Immudex

Last updated
Immudex
Type Private
IndustryReagents and Diagnostics
PredecessorDako
Founded2009
Headquarters
Copenhagen
,
Denmark
Area served
 Copenhagen, Denmark
Fairfax, Virginia
Key people
Helene Kähler Hjenner (CEO)
Liselotte Brix (COO)
ProductsMHC Dextramer
Website www.immudex.com

Immudex is a Danish Reagents and Diagnostics company established in 2009. The company is operating from offices located in Copenhagen, Denmark, and in Fairfax, Virginia. [1] Immudex specializes in the production of MHC Dextramers. MHC Dextramers are chemical reagents that are designed to detect antigen-specific T cells. [2] [3]

Contents

All Immudex products, whether on the marked or in development, are based on its proprietary MHC Dextramer technology. The use of MHC Dextramers offers a new method to accurately detect and quantify antigen-specific CD8+ T cells.

While some of the technology is currently only sold for Research use only (RUO), clinical applications are being actively pursued. Currently, Immudex has several development projects for clinically applicable MHC Dextramers. Even so, the first MHC Dextramers clinical reagent has been developed and approved for clinical in vitro diagnostics in Europe. Namely the CE-marked kit for enumeration of cytomegalovirus-specific T cells. Immudex primarily focuses on the identification of producing large quantities of CD8+ T cells by the means of MHC class I molecules. Even so, the research and development into the application of MHC class II Dextramers might expand the technology.

History

Originally, Immudex operated as an individual division within the much larger Danish pharmaceutical company Dako. Immudex was later spun out as a separate business, when the focus of Dako largely shifted to cancer diagnostics. [1] [4] Immudex currently have clients world wide with major markets in the United States and Europe. Patents for the MHC Dextramer technology were filed at Dako in 2001, and the Immudex division was launched in 2005.
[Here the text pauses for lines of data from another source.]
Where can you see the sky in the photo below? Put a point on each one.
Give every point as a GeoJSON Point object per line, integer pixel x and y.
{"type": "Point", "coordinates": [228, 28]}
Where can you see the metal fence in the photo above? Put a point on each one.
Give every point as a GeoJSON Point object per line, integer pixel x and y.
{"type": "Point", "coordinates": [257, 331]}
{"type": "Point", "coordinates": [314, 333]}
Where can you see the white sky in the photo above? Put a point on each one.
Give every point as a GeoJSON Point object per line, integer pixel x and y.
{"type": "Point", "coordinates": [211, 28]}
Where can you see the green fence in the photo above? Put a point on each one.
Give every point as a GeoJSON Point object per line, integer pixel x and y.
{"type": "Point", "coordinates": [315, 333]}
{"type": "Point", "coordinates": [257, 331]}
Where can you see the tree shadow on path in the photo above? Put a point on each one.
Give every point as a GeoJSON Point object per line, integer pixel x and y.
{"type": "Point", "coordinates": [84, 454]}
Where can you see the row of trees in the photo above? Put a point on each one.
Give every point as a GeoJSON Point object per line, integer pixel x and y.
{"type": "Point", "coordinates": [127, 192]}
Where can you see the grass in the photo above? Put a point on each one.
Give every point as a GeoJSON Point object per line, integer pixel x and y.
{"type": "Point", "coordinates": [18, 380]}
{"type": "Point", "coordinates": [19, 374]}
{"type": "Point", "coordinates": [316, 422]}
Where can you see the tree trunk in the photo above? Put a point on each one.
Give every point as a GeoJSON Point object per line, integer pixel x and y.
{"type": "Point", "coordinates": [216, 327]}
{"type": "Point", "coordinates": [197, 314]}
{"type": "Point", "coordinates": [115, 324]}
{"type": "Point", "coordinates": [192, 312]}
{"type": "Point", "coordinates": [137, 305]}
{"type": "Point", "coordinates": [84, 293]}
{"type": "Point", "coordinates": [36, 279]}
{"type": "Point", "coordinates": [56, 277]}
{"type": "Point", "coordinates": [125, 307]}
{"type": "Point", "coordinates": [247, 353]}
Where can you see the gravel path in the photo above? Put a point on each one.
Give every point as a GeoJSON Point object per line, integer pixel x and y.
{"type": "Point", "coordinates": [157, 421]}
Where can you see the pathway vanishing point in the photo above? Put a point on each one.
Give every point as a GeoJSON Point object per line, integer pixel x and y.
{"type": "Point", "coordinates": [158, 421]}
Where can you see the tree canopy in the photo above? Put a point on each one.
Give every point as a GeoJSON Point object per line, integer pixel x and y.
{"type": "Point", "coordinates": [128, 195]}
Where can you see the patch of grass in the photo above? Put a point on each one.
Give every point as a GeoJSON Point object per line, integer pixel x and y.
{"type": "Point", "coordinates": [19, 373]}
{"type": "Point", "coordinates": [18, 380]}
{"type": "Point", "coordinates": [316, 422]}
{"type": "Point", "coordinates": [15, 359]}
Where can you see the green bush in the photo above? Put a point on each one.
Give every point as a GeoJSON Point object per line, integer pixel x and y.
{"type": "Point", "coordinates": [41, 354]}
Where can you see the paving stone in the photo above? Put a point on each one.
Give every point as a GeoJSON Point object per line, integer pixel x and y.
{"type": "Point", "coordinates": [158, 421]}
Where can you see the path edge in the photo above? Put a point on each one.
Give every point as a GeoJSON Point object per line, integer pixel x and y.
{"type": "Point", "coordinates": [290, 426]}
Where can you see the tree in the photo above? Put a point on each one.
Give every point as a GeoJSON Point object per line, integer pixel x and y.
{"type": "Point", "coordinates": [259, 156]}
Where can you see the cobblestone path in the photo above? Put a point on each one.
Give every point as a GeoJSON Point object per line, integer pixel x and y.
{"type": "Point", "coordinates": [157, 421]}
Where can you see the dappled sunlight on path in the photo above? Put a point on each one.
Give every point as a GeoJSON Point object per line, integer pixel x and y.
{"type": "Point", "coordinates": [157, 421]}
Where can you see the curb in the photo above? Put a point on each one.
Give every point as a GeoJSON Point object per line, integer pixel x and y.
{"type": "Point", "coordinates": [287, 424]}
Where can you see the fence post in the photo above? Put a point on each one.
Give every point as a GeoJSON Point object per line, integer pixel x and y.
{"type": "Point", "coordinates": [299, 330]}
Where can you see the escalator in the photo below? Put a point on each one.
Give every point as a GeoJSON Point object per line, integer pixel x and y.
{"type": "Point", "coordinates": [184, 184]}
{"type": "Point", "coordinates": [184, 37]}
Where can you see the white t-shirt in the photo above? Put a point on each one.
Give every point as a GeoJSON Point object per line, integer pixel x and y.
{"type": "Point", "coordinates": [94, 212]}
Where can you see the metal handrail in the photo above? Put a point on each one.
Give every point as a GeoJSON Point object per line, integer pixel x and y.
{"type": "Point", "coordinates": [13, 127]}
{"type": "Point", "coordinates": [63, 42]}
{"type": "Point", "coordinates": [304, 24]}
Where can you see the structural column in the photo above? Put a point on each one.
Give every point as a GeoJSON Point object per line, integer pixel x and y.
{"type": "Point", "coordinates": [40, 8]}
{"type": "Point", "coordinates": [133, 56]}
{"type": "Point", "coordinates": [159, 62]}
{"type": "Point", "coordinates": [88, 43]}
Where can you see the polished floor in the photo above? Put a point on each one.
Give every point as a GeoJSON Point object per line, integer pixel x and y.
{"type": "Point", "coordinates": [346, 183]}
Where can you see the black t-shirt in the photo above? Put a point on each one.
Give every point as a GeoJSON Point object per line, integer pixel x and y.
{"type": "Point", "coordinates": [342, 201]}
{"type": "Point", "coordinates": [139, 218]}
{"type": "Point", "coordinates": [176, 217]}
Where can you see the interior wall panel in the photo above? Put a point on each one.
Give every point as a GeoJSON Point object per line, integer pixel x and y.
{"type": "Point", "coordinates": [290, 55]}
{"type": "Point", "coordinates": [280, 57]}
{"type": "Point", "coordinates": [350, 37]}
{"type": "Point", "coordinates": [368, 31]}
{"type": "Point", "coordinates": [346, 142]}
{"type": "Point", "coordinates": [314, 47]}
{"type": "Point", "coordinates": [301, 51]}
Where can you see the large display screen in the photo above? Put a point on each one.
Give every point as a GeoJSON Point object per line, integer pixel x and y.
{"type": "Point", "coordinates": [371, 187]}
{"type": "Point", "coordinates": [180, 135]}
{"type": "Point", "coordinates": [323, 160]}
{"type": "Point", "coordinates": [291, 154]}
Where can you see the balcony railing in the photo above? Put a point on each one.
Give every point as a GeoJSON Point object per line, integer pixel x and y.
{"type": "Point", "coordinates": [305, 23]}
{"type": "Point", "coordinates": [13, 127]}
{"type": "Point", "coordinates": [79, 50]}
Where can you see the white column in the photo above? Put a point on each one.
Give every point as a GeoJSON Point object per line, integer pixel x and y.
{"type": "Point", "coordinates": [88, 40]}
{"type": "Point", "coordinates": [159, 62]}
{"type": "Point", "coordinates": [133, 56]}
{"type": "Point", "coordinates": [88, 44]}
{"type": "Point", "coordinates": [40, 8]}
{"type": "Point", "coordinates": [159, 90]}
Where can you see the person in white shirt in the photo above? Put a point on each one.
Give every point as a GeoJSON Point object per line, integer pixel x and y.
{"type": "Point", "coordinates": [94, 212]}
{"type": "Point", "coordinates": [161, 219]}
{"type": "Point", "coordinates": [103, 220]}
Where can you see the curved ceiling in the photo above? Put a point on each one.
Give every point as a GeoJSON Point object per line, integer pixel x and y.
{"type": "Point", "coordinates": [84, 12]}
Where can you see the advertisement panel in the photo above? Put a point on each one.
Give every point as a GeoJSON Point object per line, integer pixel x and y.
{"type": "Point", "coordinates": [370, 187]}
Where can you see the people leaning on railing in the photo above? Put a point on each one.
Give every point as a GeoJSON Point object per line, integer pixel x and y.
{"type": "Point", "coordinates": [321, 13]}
In 2011, Immudex received the prestigious “Entrepreneur of the Year 2011” award in the Life Sciences category granted by Ernst & Young. [5] Immudex received this award because of the commitment of the company, articulated in the company's "make it work and make it better" strategy to generate results for both practitioners and patients. The award is given to companies not only focused on financial growth, but also for softer values such as the entrepreneur's social responsibility and the ability to aspire an motivate the organization.

Dextramer technology

A large number of immunotherapies, currently in development, seek to induce, expand, activate or eliminate antigen-specific T cells. It is therefore important to be able to quantify and characterize the T cell responses before, during and after treatment in order to understand if the proposed change to the T cells has been effectuated.

The process of negative selection in the thymus guarantees that virtually all T cells have very weak affinity for self-antigens. Therefore, the study of these lymphocytes in autoimmune diseases and cancer has been difficult, until the fairly recent introduction of MHC multimers. Tetramers, which are among the most popular form of these multimer complexes, have four binding sites. The Tetramers were originally developed in Academia. Many further developments in this technology have taken place at biotechnology companies. [6]

The Immudex MHC Dextramers, which represent the latest advancement in this field, provide an exponentially greater probability of successful identification of antigen-specific T cells. This can be done, because the MHC Dextramers have nine, or more binding sites per dextran backbone. Scientists have been optimistic about the potential of such technology, since it will help broaden the understanding of T cell responses and will in the future be clinically applicable to many different antigen-specific T cells. [3]

Products

The MHC Dextramers are fluorescent MHC multimer reagents, developed for sensitive, specific and accurate detection of antigen-specific T cells by using Flow cytometry. The MHC Dextramers covers human, mouse, and monkey alleles that all display disease relevant antigenic peptides. The MHC Dextramers can thereby be used for monitoring antigen-specific T cell responses.

Virus Dextramer collection 1 - provides reagents for detection, quantification and isolation of virus specific T cells. It furthermore enables detection for CMV-, EBV-, influenza-, and BK virus specific CD8+ T cells.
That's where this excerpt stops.